16. The ultrasound imaging system of claim 11, wherein the microcontroller is configured to select between a partial processing or a full processing of the received beam signals based on a comparison of processing capabilities of the probe adapter and the smart device.

17. The ultrasound imaging system of claim 11, wherein the smart device comprises:

a user interface configured to receive user inputs;

a transmitter operatively coupled to the user interface and configured to transmit the user inputs to the probe adapter;

a receiver configured to receive one of the partially-processed image data and the fully-processed image data from the probe adapter, wherein the fully-processed image comprises image data representative of the image of the region of interest in the subject; and

a display device configured to visualize the image of the region of interest in the subject.

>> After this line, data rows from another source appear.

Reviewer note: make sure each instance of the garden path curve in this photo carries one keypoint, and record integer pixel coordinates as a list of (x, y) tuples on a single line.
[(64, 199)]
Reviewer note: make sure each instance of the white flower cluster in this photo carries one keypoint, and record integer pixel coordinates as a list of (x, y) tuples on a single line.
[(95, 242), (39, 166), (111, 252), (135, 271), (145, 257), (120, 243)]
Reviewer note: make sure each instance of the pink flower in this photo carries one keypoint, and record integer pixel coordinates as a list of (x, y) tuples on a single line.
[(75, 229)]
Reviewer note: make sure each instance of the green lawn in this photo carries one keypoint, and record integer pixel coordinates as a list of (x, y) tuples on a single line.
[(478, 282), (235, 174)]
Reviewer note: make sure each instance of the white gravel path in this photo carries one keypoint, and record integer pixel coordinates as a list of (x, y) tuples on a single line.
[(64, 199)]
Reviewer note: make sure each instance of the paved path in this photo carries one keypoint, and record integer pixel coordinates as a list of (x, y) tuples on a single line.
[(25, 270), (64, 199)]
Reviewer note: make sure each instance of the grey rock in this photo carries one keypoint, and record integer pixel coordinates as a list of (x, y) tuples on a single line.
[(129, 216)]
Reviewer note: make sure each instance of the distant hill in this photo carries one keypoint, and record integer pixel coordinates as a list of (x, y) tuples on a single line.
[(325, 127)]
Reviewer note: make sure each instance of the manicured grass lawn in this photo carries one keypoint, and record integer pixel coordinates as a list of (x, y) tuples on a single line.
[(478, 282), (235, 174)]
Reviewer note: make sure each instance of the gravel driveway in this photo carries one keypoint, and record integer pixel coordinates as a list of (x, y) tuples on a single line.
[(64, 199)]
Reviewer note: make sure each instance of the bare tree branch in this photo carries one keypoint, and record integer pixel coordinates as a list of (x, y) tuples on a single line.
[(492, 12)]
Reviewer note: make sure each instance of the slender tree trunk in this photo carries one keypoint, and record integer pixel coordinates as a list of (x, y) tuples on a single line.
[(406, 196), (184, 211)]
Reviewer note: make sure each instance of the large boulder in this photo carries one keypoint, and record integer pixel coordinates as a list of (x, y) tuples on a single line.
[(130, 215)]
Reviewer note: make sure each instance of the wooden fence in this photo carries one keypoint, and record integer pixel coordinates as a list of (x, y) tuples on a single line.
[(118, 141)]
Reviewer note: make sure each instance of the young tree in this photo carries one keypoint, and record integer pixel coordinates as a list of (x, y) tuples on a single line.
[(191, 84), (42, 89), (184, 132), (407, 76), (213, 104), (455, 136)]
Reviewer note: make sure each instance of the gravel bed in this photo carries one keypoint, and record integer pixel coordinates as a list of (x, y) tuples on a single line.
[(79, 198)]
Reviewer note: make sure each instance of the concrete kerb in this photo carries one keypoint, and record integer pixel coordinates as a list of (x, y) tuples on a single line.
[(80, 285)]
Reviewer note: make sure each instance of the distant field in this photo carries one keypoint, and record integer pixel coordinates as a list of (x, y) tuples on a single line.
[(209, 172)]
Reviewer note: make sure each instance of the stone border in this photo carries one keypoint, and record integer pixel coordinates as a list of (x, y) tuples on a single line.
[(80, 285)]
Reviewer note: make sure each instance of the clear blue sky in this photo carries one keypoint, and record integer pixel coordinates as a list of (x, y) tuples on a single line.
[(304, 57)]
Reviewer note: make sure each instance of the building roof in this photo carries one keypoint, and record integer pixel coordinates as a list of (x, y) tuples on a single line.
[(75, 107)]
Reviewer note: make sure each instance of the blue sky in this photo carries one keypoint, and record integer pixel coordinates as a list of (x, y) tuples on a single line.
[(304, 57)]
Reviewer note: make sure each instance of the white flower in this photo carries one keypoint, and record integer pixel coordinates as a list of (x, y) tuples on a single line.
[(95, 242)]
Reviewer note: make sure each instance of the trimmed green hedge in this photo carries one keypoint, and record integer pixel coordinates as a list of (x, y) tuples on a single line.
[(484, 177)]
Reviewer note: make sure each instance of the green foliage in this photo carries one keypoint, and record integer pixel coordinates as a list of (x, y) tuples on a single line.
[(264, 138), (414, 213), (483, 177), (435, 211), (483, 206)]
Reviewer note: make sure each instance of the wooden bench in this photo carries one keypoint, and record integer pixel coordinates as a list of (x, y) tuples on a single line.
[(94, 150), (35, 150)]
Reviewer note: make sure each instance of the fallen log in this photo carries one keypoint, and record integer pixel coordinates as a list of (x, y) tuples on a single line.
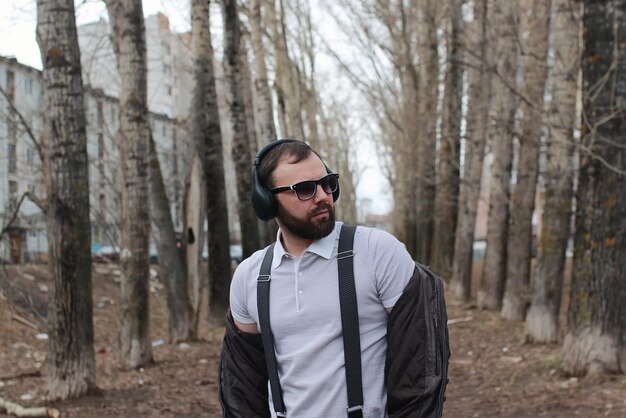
[(20, 411)]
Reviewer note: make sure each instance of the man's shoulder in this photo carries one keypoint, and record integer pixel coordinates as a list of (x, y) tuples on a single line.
[(252, 263)]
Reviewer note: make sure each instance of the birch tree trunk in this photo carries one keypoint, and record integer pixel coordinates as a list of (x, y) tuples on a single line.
[(241, 152), (127, 26), (207, 138), (264, 107), (479, 96), (503, 22), (535, 25), (70, 363), (171, 267), (427, 116), (194, 209), (596, 341), (542, 321), (447, 192)]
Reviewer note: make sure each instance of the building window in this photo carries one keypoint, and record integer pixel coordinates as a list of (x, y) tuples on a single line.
[(12, 194), (30, 156), (28, 86), (12, 158)]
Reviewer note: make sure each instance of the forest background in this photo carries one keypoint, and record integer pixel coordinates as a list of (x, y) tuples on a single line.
[(519, 102)]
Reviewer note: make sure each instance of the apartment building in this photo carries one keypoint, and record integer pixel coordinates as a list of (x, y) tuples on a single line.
[(21, 110)]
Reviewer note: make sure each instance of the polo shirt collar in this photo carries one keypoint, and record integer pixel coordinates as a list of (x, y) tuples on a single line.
[(323, 247)]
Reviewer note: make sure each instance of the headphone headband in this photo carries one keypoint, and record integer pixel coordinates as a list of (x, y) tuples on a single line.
[(263, 200)]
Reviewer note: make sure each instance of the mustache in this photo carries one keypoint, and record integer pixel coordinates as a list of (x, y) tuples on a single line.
[(321, 208)]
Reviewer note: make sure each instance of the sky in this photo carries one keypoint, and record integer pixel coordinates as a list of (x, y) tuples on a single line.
[(18, 19)]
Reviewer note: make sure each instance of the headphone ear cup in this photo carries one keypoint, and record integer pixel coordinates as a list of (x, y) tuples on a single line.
[(336, 192), (263, 200)]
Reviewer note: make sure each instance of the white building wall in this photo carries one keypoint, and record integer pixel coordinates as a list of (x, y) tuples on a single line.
[(20, 169)]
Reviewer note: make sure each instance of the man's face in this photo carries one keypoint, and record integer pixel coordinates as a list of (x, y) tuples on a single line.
[(308, 219)]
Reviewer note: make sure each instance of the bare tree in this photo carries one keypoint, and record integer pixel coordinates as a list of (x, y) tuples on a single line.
[(207, 138), (171, 267), (542, 321), (263, 102), (426, 135), (534, 29), (595, 342), (128, 31), (241, 152), (70, 370), (447, 191), (503, 23), (194, 209), (479, 95)]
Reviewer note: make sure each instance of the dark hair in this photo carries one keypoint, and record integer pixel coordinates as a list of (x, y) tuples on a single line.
[(296, 151)]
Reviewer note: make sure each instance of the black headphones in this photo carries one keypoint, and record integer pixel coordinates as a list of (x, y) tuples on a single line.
[(263, 200)]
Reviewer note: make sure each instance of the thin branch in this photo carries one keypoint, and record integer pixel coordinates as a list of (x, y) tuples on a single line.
[(30, 133), (32, 198)]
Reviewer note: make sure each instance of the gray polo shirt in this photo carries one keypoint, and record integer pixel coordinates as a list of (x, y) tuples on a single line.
[(306, 320)]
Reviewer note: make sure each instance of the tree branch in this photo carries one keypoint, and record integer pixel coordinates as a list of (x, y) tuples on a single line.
[(30, 133)]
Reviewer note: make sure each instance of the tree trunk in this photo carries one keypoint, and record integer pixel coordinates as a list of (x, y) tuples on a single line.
[(535, 24), (264, 108), (427, 116), (542, 321), (503, 106), (479, 96), (194, 209), (71, 369), (241, 144), (447, 192), (207, 138), (596, 341), (127, 26), (171, 267)]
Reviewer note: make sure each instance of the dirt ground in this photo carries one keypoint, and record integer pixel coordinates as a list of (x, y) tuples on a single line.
[(493, 373)]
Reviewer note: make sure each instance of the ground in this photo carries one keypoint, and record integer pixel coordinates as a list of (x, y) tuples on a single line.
[(493, 373)]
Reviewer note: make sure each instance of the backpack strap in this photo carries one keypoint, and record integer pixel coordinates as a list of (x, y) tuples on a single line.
[(263, 307), (350, 321)]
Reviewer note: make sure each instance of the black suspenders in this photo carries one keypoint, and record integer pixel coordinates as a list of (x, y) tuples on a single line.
[(349, 322)]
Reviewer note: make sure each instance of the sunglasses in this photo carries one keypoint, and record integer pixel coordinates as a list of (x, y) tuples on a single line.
[(306, 190)]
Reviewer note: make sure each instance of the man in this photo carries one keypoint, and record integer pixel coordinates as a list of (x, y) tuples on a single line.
[(293, 184)]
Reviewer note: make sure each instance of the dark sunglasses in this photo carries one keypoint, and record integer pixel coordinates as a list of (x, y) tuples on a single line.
[(306, 190)]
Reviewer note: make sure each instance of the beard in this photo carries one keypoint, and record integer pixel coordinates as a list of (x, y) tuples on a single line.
[(309, 228)]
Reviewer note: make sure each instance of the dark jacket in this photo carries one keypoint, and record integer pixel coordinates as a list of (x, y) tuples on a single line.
[(416, 366)]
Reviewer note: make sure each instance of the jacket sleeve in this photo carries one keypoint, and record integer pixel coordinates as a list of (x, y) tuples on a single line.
[(242, 375), (417, 349)]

18. The ultrasound imaging system of claim 11, wherein the smart device further comprises a processing subsystem operatively coupled to the receiver and configured to further process the partially-processed image data to generate the image of the region of interest in the subject.

19. The ultrasound imaging system of claim 11, wherein the probe adapter is configured to convert wired probe assemblies to wireless probe assemblies.

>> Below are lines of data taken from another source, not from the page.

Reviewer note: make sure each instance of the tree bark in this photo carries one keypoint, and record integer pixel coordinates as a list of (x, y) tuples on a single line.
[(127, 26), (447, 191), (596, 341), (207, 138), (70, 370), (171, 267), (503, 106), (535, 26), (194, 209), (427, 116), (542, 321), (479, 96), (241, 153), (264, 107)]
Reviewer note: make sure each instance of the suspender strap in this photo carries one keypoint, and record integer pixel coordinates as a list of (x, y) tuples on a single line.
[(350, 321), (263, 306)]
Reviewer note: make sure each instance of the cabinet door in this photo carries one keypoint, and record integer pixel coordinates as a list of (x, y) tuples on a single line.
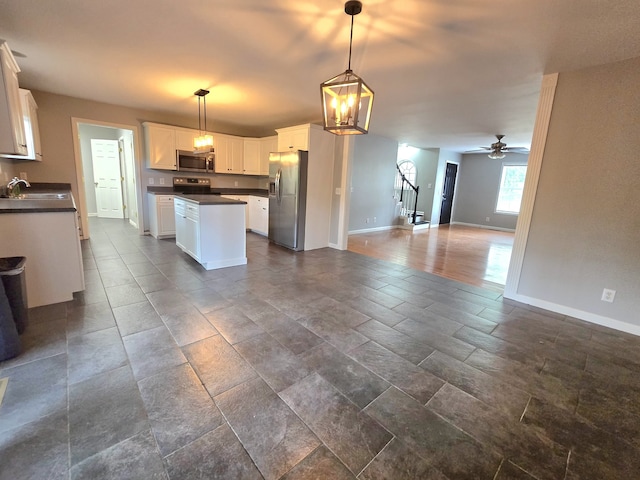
[(29, 110), (267, 145), (181, 222), (184, 139), (223, 153), (252, 156), (161, 147), (33, 135), (192, 231), (12, 139), (166, 216), (237, 155), (293, 139)]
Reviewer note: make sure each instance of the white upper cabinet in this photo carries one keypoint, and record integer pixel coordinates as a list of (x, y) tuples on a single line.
[(229, 154), (161, 146), (293, 138), (184, 139), (32, 130), (12, 135), (267, 145), (251, 156)]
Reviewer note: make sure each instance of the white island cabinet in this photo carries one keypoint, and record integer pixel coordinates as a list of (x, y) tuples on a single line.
[(211, 229), (161, 216)]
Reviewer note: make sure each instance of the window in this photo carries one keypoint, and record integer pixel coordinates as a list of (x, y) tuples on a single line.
[(408, 169), (511, 186)]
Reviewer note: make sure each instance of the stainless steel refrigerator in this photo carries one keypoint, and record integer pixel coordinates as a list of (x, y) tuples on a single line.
[(288, 198)]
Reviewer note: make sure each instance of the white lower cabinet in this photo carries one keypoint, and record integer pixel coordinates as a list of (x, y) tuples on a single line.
[(162, 221), (214, 235), (242, 198), (259, 215), (51, 244)]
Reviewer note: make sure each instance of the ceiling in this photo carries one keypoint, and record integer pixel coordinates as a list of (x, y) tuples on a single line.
[(446, 73)]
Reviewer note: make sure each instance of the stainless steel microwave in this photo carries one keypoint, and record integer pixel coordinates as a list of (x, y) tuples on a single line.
[(191, 162)]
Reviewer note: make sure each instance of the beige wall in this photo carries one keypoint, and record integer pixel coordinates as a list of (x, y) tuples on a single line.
[(54, 116), (585, 229)]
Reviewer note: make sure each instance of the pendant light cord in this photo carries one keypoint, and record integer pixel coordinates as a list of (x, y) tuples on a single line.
[(350, 42), (199, 117)]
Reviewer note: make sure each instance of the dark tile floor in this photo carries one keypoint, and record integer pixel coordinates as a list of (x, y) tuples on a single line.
[(323, 364)]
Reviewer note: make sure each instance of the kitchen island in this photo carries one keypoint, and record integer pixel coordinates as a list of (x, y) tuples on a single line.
[(211, 229), (42, 226)]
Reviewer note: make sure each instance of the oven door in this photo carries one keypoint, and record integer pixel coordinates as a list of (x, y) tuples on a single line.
[(189, 162)]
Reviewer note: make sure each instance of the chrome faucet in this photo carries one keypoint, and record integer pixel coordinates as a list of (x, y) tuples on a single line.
[(15, 184)]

20. A method for imaging, comprising:

coupling an ultrasound wireless probe adapter to a cable connector of one or more ultrasound probe assemblies, wherein the probe adapter comprises: a first coupling unit configured to detachably couple the probe adapter to the one or more ultrasound probe assemblies; a second coupling unit configured to wirelessly couple the probe adapter to a smart device; a microcontroller operatively coupled to the first coupling unit and the second coupling unit and configured to: wirelessly communicate with the smart device to accept user inputs; generate and transmit one of excitation signals and control and configuration signals to the one or more ultrasound probe assemblies based on the user inputs and a category of the one or more ultrasound probe assemblies to initiate emission of acoustic signals towards a region of interest in a subject; receive echo signals generated by the one or more ultrasound probe assemblies in response to the transmitted excitation signals or the transmitted control and configuration signals; and process received beam signals based on a processing capability of the smart device to generate one of partially-processed image data and fully-processed image data, wherein the received beam signals are generated based on the received echo signals,

wirelessly coupling the probe adapter to the smart device via the second coupling unit;

authorizing a user of the probe adapter;

generating an image based on one of the partially-processed image data and the fully-processed image data; and

displaying the image on the smart device.